Where it starts going wrong
The sales guy trots out his prepared pitch which bounces off the scientist like he’s armour-plated. My alarm bells start ringing right there. OK, so I’m in sales, which might give me a slight advantage in recognising a pitch, but this just sounded too slick. The words flowed without any indication that they had passed through the brain before emerging from the mouth.
The scientist fires some questions at the sales guy who comes back with boilerplate answers that really don’t address the issues from the other side. Second alarm bell: “dude, you’re just not listening to the questions. Give the man the answers he wants, not the ones you think he should have.”
As the meeting goes on it’s clear (to me, at least) that the scientist is rapidly losing interest and patience and the sales guy is getting more desperate as nothing is sticking.
In a final act of desperation, as he is being ushered out of the door, the sales guy whips out his wallet and gets out pictures of his kids and attempts to engage in a conversation about family! I nearly sprayed my coffee across the lab.

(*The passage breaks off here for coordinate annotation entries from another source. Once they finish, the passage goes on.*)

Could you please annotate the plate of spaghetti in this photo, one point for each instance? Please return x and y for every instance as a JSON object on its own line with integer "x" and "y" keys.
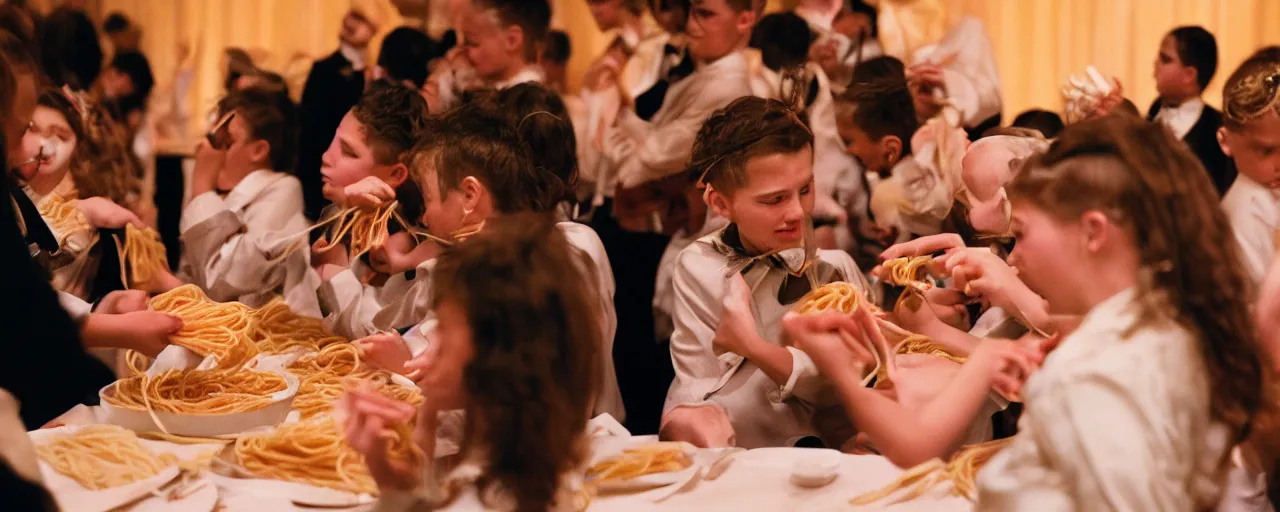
{"x": 647, "y": 466}
{"x": 200, "y": 403}
{"x": 100, "y": 467}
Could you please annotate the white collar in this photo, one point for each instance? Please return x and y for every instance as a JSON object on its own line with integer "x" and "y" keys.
{"x": 530, "y": 73}
{"x": 250, "y": 187}
{"x": 352, "y": 54}
{"x": 816, "y": 18}
{"x": 1191, "y": 108}
{"x": 734, "y": 62}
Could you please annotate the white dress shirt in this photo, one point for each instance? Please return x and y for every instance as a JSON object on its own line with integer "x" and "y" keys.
{"x": 1118, "y": 419}
{"x": 1180, "y": 119}
{"x": 762, "y": 412}
{"x": 248, "y": 247}
{"x": 644, "y": 151}
{"x": 1255, "y": 215}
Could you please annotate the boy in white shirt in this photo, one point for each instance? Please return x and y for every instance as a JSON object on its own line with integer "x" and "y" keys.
{"x": 243, "y": 208}
{"x": 1251, "y": 137}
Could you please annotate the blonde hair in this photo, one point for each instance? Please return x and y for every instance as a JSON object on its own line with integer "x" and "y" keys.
{"x": 1252, "y": 91}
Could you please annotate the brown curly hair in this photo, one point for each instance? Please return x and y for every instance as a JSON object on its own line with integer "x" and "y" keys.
{"x": 746, "y": 128}
{"x": 1146, "y": 181}
{"x": 536, "y": 362}
{"x": 103, "y": 165}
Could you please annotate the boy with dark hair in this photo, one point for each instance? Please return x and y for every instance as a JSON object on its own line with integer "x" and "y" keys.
{"x": 1184, "y": 67}
{"x": 503, "y": 39}
{"x": 243, "y": 202}
{"x": 334, "y": 85}
{"x": 369, "y": 156}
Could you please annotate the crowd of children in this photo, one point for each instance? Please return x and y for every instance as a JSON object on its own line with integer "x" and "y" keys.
{"x": 1105, "y": 293}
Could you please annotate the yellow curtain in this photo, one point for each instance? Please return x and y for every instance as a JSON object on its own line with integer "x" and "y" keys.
{"x": 1037, "y": 42}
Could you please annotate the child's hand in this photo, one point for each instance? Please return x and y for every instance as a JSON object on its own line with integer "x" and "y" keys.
{"x": 923, "y": 246}
{"x": 122, "y": 301}
{"x": 104, "y": 214}
{"x": 387, "y": 351}
{"x": 736, "y": 329}
{"x": 370, "y": 192}
{"x": 824, "y": 337}
{"x": 146, "y": 332}
{"x": 1008, "y": 364}
{"x": 368, "y": 430}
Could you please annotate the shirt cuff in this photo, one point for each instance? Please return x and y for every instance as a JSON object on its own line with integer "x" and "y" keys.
{"x": 200, "y": 209}
{"x": 74, "y": 306}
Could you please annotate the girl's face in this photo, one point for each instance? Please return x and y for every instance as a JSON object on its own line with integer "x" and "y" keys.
{"x": 1051, "y": 257}
{"x": 54, "y": 136}
{"x": 771, "y": 209}
{"x": 443, "y": 214}
{"x": 447, "y": 357}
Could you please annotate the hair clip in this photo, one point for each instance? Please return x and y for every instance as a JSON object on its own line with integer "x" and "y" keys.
{"x": 533, "y": 114}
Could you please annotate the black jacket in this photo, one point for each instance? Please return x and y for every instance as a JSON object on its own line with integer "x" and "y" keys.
{"x": 1203, "y": 142}
{"x": 333, "y": 87}
{"x": 45, "y": 365}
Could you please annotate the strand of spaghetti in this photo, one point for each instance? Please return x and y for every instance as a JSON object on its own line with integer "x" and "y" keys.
{"x": 103, "y": 457}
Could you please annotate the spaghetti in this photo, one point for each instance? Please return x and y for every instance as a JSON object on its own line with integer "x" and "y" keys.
{"x": 961, "y": 471}
{"x": 314, "y": 452}
{"x": 142, "y": 256}
{"x": 197, "y": 392}
{"x": 209, "y": 328}
{"x": 277, "y": 329}
{"x": 103, "y": 457}
{"x": 321, "y": 378}
{"x": 64, "y": 216}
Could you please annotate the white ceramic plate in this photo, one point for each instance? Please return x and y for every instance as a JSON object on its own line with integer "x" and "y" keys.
{"x": 606, "y": 451}
{"x": 71, "y": 496}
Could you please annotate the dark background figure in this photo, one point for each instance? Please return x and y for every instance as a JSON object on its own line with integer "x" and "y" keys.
{"x": 71, "y": 53}
{"x": 405, "y": 55}
{"x": 333, "y": 87}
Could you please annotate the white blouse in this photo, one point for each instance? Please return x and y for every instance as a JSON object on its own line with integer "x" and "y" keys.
{"x": 1255, "y": 215}
{"x": 762, "y": 412}
{"x": 1112, "y": 423}
{"x": 248, "y": 246}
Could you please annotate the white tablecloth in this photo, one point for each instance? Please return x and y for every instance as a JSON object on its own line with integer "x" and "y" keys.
{"x": 755, "y": 480}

Sales guy despatched, the scientist comes back into the lab. “Neil, let me give you one piece of advice. Never, ever attempt that sort of BS ‘family photos’ trick. It may have worked 30 years ago but it just doesn’t cut it any more. I won’t be buying anything from him.”
By the American sales guy – none at all, I suspect, apart from he lost an existing customer and didn’t know why.
By me at the time – Listen to what your customer is saying, how he says it and adapt your selling approach to match your buyer.
Over the intervening years it’s become more and more obvious to me that it’s NEVER about you, your products or your process; it’s ALWAYS about the buyer.
Yes, they may have a need to buy something to solve a problem. Reality check – they don’t need to buy it from you anywhere near as strongly as you want to sell it to them.
I guess the key lesson in ‘how not to do sales’ was this:
Don’t ever rely on ‘we’ve always done it this way’ because when the world changes, you’re sunk. Always be learning.
To put a different spin on that tired sales cliché – A B C – Always Be Changing. If you aren’t changing, you’re standing still and if you’re standing still, you’re going backwards.